Eventually, he turns to his own laptop and we slowly drift into our work, the clicks and taps of our laptops a sweet melody that’s uniquely our own. We sit in parallel worlds, the edges of our bubbles gently touching each other.

I’m not sure how long we work for but, eventually, I come to the end of what I was writing, blinking away from my screen for the first time in too long. I smile, an indulgent, satisfied smile, at what I wrote. I talked about traveling, about the stimulation and sensory overload of it. Putting in hints of the chaotic moments Ollie and I have shared on planes or trains. Even though it talks about things that are hard, it feels… fun. Like joy was pulled even from the hardest moments.

I look over at Ollie, the intense lines and angles of his sharp profile. I swallow down a small gasp when I see his screen.

He’s editing a photo of me, leaning close to the screen, lip caught between his teeth as he slides the mouse around.

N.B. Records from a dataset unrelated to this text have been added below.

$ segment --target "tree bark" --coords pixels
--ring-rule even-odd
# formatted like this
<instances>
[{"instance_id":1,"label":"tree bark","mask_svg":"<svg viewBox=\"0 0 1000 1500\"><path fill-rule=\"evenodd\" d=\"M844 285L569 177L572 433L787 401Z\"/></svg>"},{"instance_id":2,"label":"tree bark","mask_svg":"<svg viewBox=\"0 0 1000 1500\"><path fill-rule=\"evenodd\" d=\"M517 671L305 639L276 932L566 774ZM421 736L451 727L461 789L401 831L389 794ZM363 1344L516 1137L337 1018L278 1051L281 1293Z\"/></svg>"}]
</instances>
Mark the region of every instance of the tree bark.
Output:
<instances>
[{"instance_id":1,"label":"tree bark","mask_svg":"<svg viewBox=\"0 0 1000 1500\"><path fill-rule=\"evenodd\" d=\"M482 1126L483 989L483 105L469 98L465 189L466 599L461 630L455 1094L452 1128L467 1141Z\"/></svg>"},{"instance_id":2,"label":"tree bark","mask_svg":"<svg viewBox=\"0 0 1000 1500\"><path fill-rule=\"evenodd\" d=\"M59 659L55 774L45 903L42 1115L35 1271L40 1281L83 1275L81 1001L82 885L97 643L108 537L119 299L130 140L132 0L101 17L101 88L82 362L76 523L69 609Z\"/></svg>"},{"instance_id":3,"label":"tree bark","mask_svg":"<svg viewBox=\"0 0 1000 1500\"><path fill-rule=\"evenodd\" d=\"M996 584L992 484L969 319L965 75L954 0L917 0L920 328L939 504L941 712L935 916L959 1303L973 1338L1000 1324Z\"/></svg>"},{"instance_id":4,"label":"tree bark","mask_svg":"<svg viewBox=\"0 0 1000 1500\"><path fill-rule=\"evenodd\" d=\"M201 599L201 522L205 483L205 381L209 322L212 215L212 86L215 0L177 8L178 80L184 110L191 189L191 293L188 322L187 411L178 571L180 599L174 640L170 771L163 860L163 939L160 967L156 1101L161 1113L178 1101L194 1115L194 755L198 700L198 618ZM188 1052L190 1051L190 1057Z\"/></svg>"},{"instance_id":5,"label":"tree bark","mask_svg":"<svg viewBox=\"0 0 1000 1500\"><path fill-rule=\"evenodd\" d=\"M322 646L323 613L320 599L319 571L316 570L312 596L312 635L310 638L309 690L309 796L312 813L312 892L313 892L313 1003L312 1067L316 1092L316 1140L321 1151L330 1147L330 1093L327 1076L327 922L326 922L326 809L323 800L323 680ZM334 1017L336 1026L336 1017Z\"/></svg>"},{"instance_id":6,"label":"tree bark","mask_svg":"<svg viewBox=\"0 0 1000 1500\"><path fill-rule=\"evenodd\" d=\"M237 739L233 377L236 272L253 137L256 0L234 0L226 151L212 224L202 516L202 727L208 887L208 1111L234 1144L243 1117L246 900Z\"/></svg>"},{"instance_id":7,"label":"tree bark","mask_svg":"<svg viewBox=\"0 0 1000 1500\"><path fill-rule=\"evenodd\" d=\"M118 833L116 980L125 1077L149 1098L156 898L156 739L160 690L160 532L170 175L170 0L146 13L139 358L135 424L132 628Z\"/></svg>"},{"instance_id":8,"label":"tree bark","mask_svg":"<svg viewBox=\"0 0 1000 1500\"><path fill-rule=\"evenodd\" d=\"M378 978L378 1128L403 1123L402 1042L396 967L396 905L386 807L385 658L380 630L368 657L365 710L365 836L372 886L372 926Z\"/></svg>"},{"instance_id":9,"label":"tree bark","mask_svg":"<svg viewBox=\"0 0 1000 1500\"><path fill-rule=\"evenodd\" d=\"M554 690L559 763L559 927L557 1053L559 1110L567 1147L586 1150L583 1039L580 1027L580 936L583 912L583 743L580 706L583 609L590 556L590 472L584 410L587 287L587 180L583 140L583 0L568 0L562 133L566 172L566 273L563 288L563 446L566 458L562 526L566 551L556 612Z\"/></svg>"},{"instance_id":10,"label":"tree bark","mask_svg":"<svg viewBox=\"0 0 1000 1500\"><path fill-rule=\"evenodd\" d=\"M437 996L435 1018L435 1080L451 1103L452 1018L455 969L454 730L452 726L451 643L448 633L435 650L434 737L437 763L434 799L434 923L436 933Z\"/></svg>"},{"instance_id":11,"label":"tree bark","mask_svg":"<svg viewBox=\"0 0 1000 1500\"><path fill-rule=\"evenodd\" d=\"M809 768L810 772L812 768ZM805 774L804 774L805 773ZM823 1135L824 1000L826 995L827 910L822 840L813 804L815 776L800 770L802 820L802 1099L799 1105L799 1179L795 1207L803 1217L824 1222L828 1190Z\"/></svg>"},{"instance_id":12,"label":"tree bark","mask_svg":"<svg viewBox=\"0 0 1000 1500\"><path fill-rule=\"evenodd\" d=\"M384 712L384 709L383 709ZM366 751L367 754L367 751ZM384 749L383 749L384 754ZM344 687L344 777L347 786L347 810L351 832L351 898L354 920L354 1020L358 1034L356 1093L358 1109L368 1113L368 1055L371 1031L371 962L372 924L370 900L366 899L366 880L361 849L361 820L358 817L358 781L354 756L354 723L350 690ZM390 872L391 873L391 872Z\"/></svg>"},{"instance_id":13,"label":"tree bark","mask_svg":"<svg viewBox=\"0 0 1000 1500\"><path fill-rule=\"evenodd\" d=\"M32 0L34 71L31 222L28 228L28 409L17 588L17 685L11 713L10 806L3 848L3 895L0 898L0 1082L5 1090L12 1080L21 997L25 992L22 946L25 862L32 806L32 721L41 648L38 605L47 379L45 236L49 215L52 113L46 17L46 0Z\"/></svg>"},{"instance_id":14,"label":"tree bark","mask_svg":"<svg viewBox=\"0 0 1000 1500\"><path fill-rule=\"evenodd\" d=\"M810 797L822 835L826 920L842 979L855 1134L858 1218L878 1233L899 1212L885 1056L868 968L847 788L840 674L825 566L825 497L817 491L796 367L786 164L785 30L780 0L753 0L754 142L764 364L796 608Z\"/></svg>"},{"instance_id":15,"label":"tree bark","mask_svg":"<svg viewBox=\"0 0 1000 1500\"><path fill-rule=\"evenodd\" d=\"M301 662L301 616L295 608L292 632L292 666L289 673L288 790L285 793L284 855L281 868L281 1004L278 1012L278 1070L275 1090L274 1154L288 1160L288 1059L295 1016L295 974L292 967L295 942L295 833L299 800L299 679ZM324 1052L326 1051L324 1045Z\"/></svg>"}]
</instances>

This shouldn’t surprise me; conceptually, I know he takes and edits all the photos Ruhe uses for their social media. But seeing him studying me so intensely, with that powerful focus centered on my face…

It has me feeling so much, all at once. Like my chest will crack from every emotion buzzing through my veins. I glance back at Ollie’s face to confirm he’s still solidly in his own world. Then I type something on my laptop. Something dangerous and scary and disastrous.

I think I like Oliver Clark.

I delete it immediately, but it doesn’t matter. The impact still stands. Those six simple words are true and have me tied up in knots.

Any hope of convincing myself that I don’t have feelings for Oliver is crumpled up into a little ball and tossed out the window.

Chapter 22Get the Butter!

OLIVER

Editing photos of Tilly has become a hyperfixation of late. Even when I’m taking pictures of Tilly—I mean, Tilly’s nails—my own fingers are itching to get to the computer, to play with settings, manipulate colors. Try to capture then convey the light that Tilly has. I work on edits way more than is necessary, and I’m worried about what I’ll do when this summer is over and I have no more reason to spend hours editing images of her.

Luckily, I get paid for this new obsession, and I hope that makes it all look less painfully creepy whenever Mona or Amina sees me working on them, which is pretty much all the time. But having Tilly sit next to me, glancing at me while I work, is a unique sort of meta weirdness even I have the social instinct to feel awkward about. There’s no stopping hyperfocus, though, so I carry on.